Hello,
I use Julia on a SlurmCluster. I recently encountered several problems with OutOfMemory errors.
I run a package for Spiking Neural Network simulations that I co-develop, and in which I have no explicit memory management. In this package, the object that allocate lots of memory are the model
, which are a hierarchy of named tuples and structs. The structs are defined in the module and host large chunks of data.
In my simulations on the cluster, I run something like this:
using Distributed
@everywhere using MyModule
@everywhere run_model()
model = MyModule.gimme_model()
MyModule.sim_model(model)
MyModule.store_model(model)
return nothing
end
@sync @distributed for w in workers()[1:3]
@spawnat w run_model()
end
The models are always defined in function
or let
scopes; they populate their memory and store them to disk.
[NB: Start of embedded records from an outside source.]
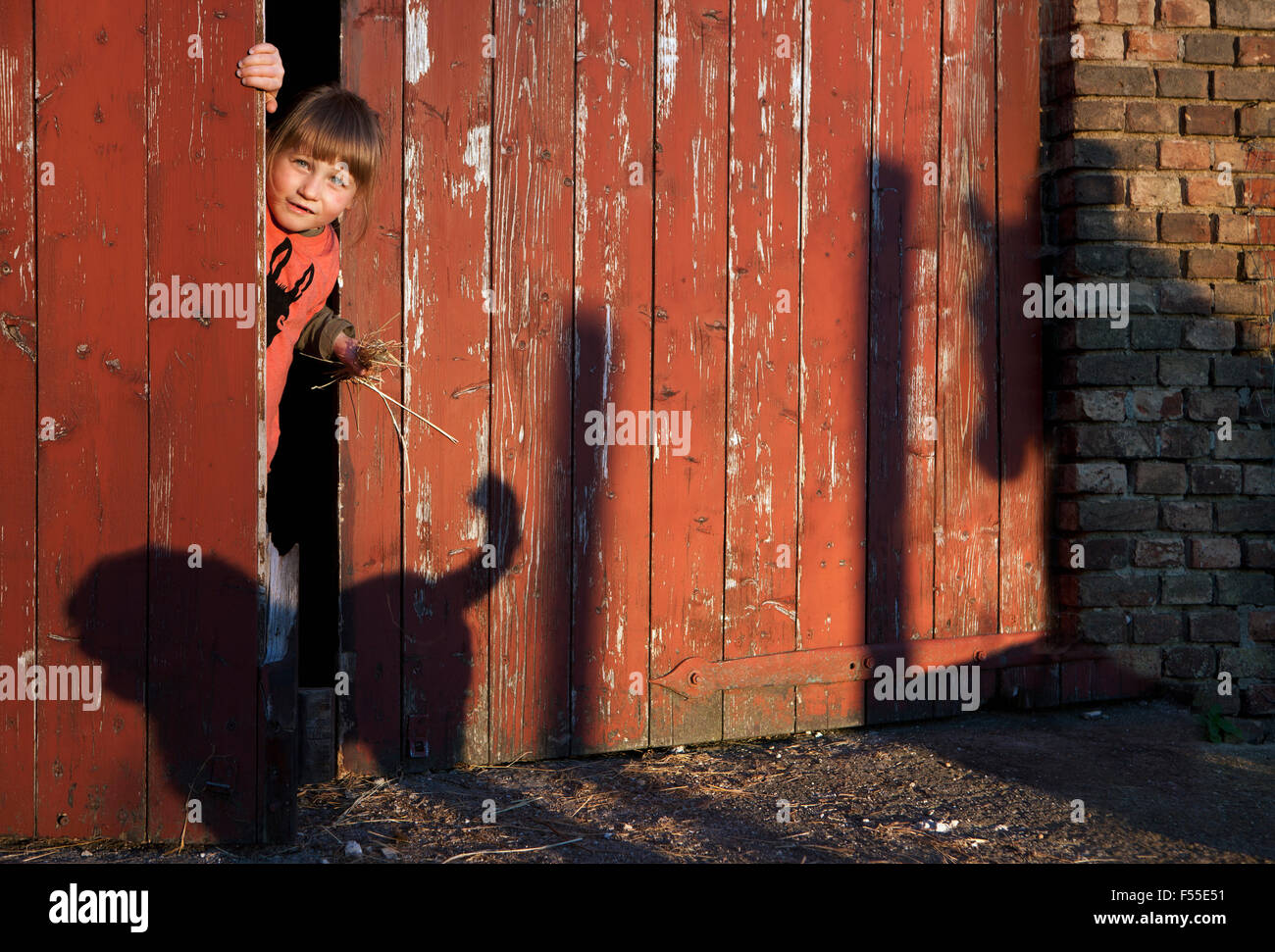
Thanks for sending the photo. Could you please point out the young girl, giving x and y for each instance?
(322, 160)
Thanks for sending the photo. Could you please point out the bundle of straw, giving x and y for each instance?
(378, 357)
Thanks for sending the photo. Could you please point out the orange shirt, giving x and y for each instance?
(304, 268)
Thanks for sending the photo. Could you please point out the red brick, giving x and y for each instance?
(1260, 700)
(1236, 229)
(1148, 190)
(1156, 404)
(1185, 13)
(1250, 14)
(1190, 662)
(1083, 12)
(1158, 553)
(1184, 153)
(1261, 626)
(1209, 120)
(1151, 118)
(1235, 153)
(1148, 45)
(1097, 43)
(1185, 227)
(1256, 51)
(1210, 47)
(1212, 263)
(1129, 12)
(1092, 476)
(1214, 553)
(1260, 553)
(1258, 192)
(1257, 120)
(1254, 160)
(1237, 298)
(1158, 627)
(1108, 79)
(1206, 190)
(1258, 266)
(1091, 115)
(1212, 626)
(1244, 84)
(1182, 83)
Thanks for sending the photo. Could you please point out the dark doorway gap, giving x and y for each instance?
(301, 491)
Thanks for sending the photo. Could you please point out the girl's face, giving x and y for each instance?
(304, 192)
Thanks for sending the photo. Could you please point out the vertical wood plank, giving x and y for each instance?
(17, 412)
(203, 185)
(904, 292)
(531, 612)
(967, 455)
(371, 462)
(447, 500)
(834, 347)
(1024, 511)
(611, 575)
(90, 276)
(764, 353)
(689, 357)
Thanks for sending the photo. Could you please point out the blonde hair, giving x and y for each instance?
(332, 124)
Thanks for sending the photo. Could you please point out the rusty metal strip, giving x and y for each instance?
(696, 676)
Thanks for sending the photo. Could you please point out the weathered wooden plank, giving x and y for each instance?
(764, 353)
(371, 462)
(967, 454)
(18, 176)
(531, 355)
(611, 574)
(277, 769)
(90, 278)
(689, 357)
(832, 556)
(203, 185)
(446, 242)
(1024, 511)
(903, 383)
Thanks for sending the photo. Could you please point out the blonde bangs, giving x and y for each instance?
(332, 124)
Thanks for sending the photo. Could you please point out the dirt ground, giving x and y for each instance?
(990, 786)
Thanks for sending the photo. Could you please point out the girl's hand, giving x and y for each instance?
(344, 348)
(263, 69)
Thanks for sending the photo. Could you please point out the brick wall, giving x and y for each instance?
(1160, 174)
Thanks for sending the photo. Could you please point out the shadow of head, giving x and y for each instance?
(177, 641)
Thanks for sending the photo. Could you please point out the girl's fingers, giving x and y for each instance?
(260, 60)
(260, 73)
(266, 85)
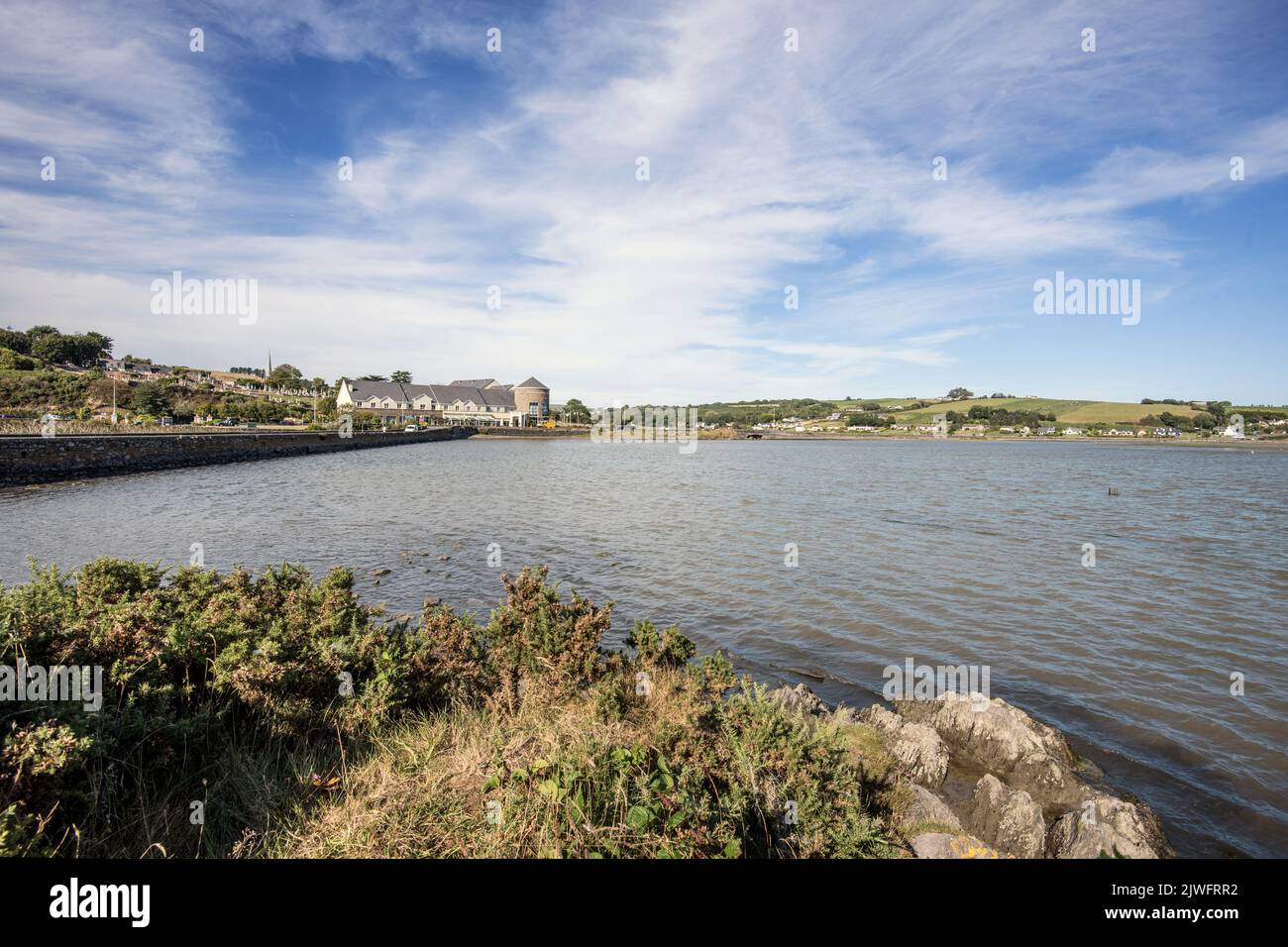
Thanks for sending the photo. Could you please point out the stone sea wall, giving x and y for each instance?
(48, 459)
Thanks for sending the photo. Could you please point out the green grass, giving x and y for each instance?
(522, 737)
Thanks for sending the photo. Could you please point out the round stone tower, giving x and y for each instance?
(532, 401)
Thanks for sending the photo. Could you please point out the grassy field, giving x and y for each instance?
(1065, 410)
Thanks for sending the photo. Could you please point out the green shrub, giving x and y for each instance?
(246, 693)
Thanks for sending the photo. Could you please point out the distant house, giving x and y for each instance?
(473, 401)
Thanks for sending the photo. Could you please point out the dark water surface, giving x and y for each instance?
(943, 552)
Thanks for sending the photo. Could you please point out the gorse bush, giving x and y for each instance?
(246, 693)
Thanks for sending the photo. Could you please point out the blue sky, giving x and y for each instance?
(767, 167)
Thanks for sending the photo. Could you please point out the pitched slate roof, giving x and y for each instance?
(500, 395)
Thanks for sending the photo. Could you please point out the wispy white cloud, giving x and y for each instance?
(767, 167)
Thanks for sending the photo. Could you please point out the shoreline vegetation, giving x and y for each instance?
(273, 715)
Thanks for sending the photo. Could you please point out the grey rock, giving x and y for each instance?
(1008, 819)
(926, 806)
(944, 845)
(917, 748)
(1005, 741)
(1111, 827)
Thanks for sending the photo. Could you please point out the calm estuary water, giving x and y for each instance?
(943, 552)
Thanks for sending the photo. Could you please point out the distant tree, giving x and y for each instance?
(153, 398)
(284, 376)
(576, 412)
(54, 347)
(14, 341)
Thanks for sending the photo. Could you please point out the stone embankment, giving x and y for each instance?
(48, 459)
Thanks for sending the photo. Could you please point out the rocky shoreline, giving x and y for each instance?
(984, 780)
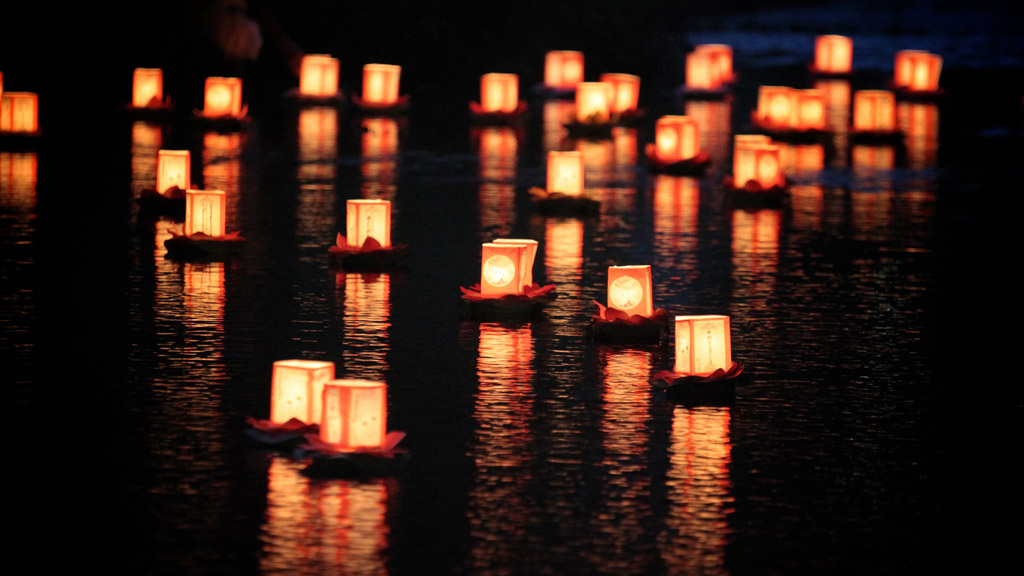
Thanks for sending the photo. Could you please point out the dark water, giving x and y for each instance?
(872, 311)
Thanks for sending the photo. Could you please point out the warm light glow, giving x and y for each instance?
(565, 172)
(677, 138)
(702, 344)
(499, 92)
(318, 76)
(562, 69)
(354, 414)
(18, 112)
(834, 54)
(368, 218)
(380, 83)
(173, 169)
(630, 291)
(297, 389)
(147, 87)
(206, 211)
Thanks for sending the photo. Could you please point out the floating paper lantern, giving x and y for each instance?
(206, 211)
(354, 414)
(173, 169)
(702, 344)
(380, 84)
(223, 96)
(629, 290)
(147, 87)
(318, 76)
(297, 389)
(834, 54)
(565, 172)
(502, 269)
(562, 69)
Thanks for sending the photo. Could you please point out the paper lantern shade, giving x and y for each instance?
(173, 169)
(147, 87)
(704, 344)
(206, 211)
(565, 172)
(318, 76)
(297, 389)
(629, 290)
(354, 414)
(368, 218)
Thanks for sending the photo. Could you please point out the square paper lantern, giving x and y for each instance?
(562, 69)
(704, 344)
(380, 83)
(354, 414)
(297, 389)
(834, 54)
(499, 92)
(677, 138)
(206, 211)
(223, 96)
(873, 111)
(565, 172)
(368, 218)
(629, 290)
(147, 87)
(318, 76)
(18, 112)
(173, 169)
(502, 269)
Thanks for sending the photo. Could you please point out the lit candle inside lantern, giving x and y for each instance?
(173, 169)
(502, 269)
(147, 87)
(834, 54)
(626, 91)
(629, 290)
(702, 344)
(565, 172)
(354, 414)
(206, 211)
(368, 218)
(562, 69)
(297, 389)
(223, 96)
(18, 112)
(318, 76)
(677, 138)
(499, 92)
(873, 111)
(380, 83)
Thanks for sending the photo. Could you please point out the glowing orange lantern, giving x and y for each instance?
(873, 111)
(677, 138)
(704, 344)
(380, 83)
(368, 218)
(354, 414)
(206, 211)
(629, 290)
(173, 169)
(147, 87)
(297, 389)
(499, 92)
(223, 96)
(318, 76)
(625, 91)
(562, 69)
(502, 269)
(18, 112)
(834, 54)
(565, 172)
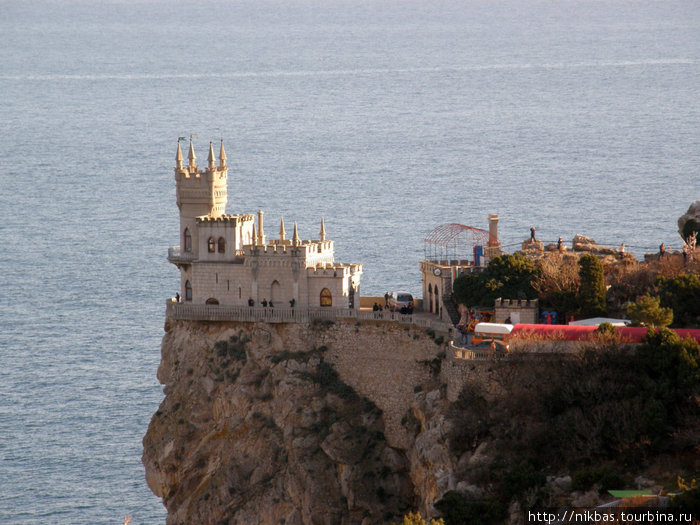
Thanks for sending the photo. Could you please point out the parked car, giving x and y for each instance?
(399, 300)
I assumed that when the scope closes, the memory would be released, but apparently it s not so.
I also noticed that if an error occurs in the function running on the worker, the worker will withhold the memory, and I have to use the very not nice pkill julia
to empty that memory!
So, what am I doing wrong? How should I properly manage the meory, in the Distributed framework, and in my package?
PS.
I use a Python tool to monitor the process and run bayesian parameter optimization, called Optuna. From the Optuna Dashboard I can see that some of the failed process are still “running”, even if the they were launched from a julia kernel that is now closed
bash_kernel $ julia run_workers.jl
# which is now terminated, the terminal is closed!